Aim: Objective of our study is to establish the presence of platelet hyperactivity in hypoxemic patients with COPD.
Methods: Platelet hyperactivity in patients with COPD as compared to age and sex matched controls was determined by following experiments. Thrombin was used on washed human platelets suspension and ADP on platelet rich plasma to show that there was raised light transmittance in the presence of platelet activation. Free intracellular calcium was measured in a fluorescence spectrophotometer after pre-treatment with calcium chloride. Analysis of leukocyte contamination eliminated the role of leukocyte mediated inflammatory processes in platelet activation. The study was approved by the Institutional Ethics Committee and due informed consent was obtained from participants in the study.

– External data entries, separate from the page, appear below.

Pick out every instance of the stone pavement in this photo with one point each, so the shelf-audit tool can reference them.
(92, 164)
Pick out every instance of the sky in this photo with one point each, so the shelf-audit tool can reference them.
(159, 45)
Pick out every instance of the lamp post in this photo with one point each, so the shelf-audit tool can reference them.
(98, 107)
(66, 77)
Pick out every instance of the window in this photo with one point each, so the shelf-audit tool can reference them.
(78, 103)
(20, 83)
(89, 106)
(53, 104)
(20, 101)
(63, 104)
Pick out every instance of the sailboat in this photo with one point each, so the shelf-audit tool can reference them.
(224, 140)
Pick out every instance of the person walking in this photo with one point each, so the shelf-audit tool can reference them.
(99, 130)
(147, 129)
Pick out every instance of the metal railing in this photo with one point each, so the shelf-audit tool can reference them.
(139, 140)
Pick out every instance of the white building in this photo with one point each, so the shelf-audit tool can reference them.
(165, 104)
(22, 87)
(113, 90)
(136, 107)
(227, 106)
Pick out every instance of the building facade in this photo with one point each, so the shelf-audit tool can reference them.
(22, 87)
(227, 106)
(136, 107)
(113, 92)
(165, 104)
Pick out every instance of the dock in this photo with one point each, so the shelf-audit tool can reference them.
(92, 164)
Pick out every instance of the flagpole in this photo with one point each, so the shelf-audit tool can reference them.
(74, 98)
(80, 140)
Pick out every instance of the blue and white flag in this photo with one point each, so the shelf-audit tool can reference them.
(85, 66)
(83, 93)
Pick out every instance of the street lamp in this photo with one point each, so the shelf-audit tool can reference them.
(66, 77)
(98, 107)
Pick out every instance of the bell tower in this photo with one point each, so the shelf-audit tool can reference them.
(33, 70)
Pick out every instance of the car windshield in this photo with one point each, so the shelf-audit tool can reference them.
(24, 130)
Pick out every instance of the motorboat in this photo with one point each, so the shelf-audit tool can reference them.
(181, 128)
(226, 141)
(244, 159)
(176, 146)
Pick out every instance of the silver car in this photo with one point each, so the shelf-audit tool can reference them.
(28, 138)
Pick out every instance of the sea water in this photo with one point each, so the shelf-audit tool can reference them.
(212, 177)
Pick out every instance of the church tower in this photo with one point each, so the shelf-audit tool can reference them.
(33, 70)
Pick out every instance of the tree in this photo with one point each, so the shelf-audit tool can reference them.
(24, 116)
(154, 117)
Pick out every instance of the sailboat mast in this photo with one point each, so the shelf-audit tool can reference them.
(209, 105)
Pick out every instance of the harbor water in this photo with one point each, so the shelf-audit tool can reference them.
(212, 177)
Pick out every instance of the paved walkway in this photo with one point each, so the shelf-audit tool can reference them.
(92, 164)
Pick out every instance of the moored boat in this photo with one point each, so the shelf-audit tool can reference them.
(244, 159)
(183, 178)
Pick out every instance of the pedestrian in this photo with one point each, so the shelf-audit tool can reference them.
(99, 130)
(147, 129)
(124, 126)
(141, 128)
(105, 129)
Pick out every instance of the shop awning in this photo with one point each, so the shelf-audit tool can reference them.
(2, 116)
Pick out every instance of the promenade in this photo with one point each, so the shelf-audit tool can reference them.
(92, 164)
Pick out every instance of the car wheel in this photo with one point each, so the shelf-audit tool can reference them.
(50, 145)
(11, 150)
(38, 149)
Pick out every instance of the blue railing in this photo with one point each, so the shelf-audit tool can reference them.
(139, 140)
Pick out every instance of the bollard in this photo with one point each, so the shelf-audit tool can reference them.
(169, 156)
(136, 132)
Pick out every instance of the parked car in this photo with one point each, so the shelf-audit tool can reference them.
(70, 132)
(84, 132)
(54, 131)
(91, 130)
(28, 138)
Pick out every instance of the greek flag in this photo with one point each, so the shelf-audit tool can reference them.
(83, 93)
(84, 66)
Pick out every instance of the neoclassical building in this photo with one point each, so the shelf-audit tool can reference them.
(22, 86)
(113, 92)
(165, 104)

Results: 22 hypoxemic patients were selected for the study based on their diagnosis of COPD (from history and spirometry) along with age and sex matched controls. Presence of comorbidities and other factors that cause platelet activation were excluded. Level of platelet aggregation was determined by several experiments. By an aggregometer using platelet agonists (thrombin and ADP) it was found that platelet aggregation was significantly higher in hypoxemic COPD patients than normal healthy controls. Fluorescence spectrophotometer was used to measure intracellular calcium as a marker of platelet activation and it was found that hypoxemic COPD patients had significantly higher platelet aggregation than normal healthy controls. However no significant difference was found in other markers of platelet activation studied namely P-selectin exposure and PAC-1 binding between the two groups.
Conclusion: There is increased platelet aggregation in hypoxemic COPD patients as determined by platelet agonist studies and increased intracellular calcium. Possible role of intracellular calcium as marker of thrombotic risk. In conclusion hypoxemia due to COPD has a direct atherothrombotic effect independent of other prothrombotic factors.